5.2.2.  Encrypted Values

   Where encrypted values (restricted, in this specification, to be
   either private keys or certificates) are sent in PKI messages, the
   EncryptedValue data structure is used.

Top      Up      ToC       Page 32 
   See [CRMF] for EncryptedValue syntax.

   Use of this data structure requires that the creator and intended
   recipient be able to encrypt and decrypt, respectively.  Typically,
   this will mean that the sender and recipient have, or are able to
   generate, a shared secret key.

   If the recipient of the PKIMessage already possesses a private key
   usable for decryption, then the encSymmKey field MAY contain a
   session key encrypted using the recipient's public key.
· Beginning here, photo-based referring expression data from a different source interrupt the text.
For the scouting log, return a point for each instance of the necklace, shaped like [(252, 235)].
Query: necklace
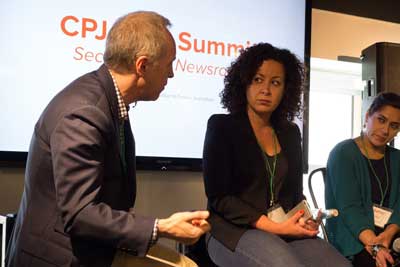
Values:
[(383, 193)]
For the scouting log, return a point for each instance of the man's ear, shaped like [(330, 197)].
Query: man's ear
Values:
[(141, 65)]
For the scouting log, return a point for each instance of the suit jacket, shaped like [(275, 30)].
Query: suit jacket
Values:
[(235, 175), (75, 209)]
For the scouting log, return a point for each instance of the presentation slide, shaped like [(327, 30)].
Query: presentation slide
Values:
[(47, 44)]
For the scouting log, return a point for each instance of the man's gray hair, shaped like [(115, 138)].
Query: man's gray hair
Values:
[(141, 33)]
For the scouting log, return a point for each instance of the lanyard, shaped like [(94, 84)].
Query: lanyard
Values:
[(271, 170), (383, 194)]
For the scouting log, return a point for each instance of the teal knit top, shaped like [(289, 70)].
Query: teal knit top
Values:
[(348, 189)]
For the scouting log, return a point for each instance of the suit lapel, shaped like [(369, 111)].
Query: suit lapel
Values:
[(130, 158)]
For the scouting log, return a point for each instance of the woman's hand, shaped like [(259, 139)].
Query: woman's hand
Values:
[(312, 224), (382, 257), (297, 227)]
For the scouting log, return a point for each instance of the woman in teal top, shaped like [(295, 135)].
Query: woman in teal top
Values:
[(363, 183)]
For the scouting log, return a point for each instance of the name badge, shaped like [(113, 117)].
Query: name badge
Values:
[(381, 215), (276, 213)]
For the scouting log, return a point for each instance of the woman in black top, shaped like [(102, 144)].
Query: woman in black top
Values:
[(253, 165)]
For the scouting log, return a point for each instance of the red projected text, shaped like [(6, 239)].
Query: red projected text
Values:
[(187, 43), (72, 26)]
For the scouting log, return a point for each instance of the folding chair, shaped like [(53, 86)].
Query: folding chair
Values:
[(322, 171)]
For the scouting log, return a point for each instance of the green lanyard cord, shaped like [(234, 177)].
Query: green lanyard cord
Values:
[(383, 194), (272, 170)]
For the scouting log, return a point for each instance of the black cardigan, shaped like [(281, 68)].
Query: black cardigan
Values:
[(236, 179)]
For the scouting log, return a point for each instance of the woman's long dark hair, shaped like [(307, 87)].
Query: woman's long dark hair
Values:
[(242, 71)]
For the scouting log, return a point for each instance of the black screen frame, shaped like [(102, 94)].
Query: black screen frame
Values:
[(18, 159)]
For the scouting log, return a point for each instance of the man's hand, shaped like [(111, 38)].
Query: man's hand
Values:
[(185, 227)]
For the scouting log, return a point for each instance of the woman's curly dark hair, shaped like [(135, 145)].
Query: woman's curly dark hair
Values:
[(242, 71)]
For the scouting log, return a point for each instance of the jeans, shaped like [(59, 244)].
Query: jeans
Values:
[(258, 248)]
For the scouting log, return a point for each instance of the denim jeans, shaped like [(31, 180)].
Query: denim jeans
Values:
[(258, 248)]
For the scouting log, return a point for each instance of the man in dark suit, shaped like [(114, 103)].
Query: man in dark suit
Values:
[(80, 182)]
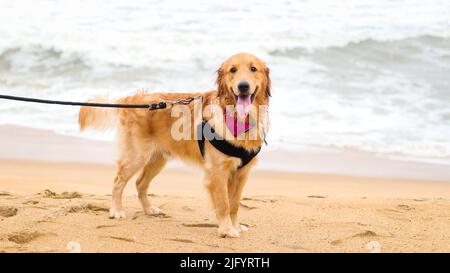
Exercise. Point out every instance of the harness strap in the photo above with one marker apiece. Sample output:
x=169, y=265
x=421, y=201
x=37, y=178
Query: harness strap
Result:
x=222, y=145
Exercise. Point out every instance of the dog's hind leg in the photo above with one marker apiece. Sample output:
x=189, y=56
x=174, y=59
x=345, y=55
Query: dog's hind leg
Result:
x=125, y=171
x=151, y=169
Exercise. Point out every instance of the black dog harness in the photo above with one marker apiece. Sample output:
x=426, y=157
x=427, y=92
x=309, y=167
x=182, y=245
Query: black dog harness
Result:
x=222, y=145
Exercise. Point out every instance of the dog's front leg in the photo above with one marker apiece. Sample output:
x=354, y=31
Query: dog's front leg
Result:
x=217, y=184
x=235, y=188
5.2.3.  Status codes and Failure Information for PKI Messages

   All response messages will include some status information.  The
   following values are defined.

        PKIStatus ::= INTEGER {
            accepted               (0),
            grantedWithMods        (1),
            rejection              (2),
            waiting                (3),
            revocationWarning      (4),
            revocationNotification (5),
            keyUpdateWarning       (6)
        }

   Responders may use the following syntax to provide more information
   about failure cases.

        PKIFailureInfo ::= BIT STRING {
            badAlg              (0),
            badMessageCheck     (1),
            badRequest          (2),
            badTime             (3),
            badCertId           (4),
            badDataFormat       (5),
            wrongAuthority      (6),
            incorrectData       (7),
            missingTimeStamp    (8),
            badPOP              (9),
            certRevoked         (10),
            certConfirmed       (11),
            wrongIntegrity      (12),
            badRecipientNonce   (13),
            timeNotAvailable    (14),
            unacceptedPolicy    (15),
            unacceptedExtension (16),
            addInfoNotAvailable (17),

Top      Up      ToC       Page 33 
            badSenderNonce      (18),
            badCertTemplate     (19),
            signerNotTrusted    (20),
            transactionIdInUse  (21),
            unsupportedVersion  (22),
            notAuthorized       (23),
            systemUnavail       (24),
            systemFailure       (25),
            duplicateCertReq    (26)
        }

        PKIStatusInfo ::= SEQUENCE {
            status        PKIStatus,
            statusString  PKIFreeText     OPTIONAL,
            failInfo      PKIFailureInfo  OPTIONAL
        }

5.2.4.  Certificate Identification

   In order to identify particular certificates, the CertId data
   structure is used.

   See [CRMF] for CertId syntax.

5.2.5.  Out-of-band root CA Public Key

   Each root CA must be able to publish its current public key via some
   "out-of-band" means.  While such mechanisms are beyond the scope of
   this document, we define data structures that can support such
   mechanisms.

   There are generally two methods available: either the CA directly
   publishes its self-signed certificate, or this information is
   available via the Directory (or equivalent) and the CA publishes a
   hash of this value to allow verification of its integrity before use.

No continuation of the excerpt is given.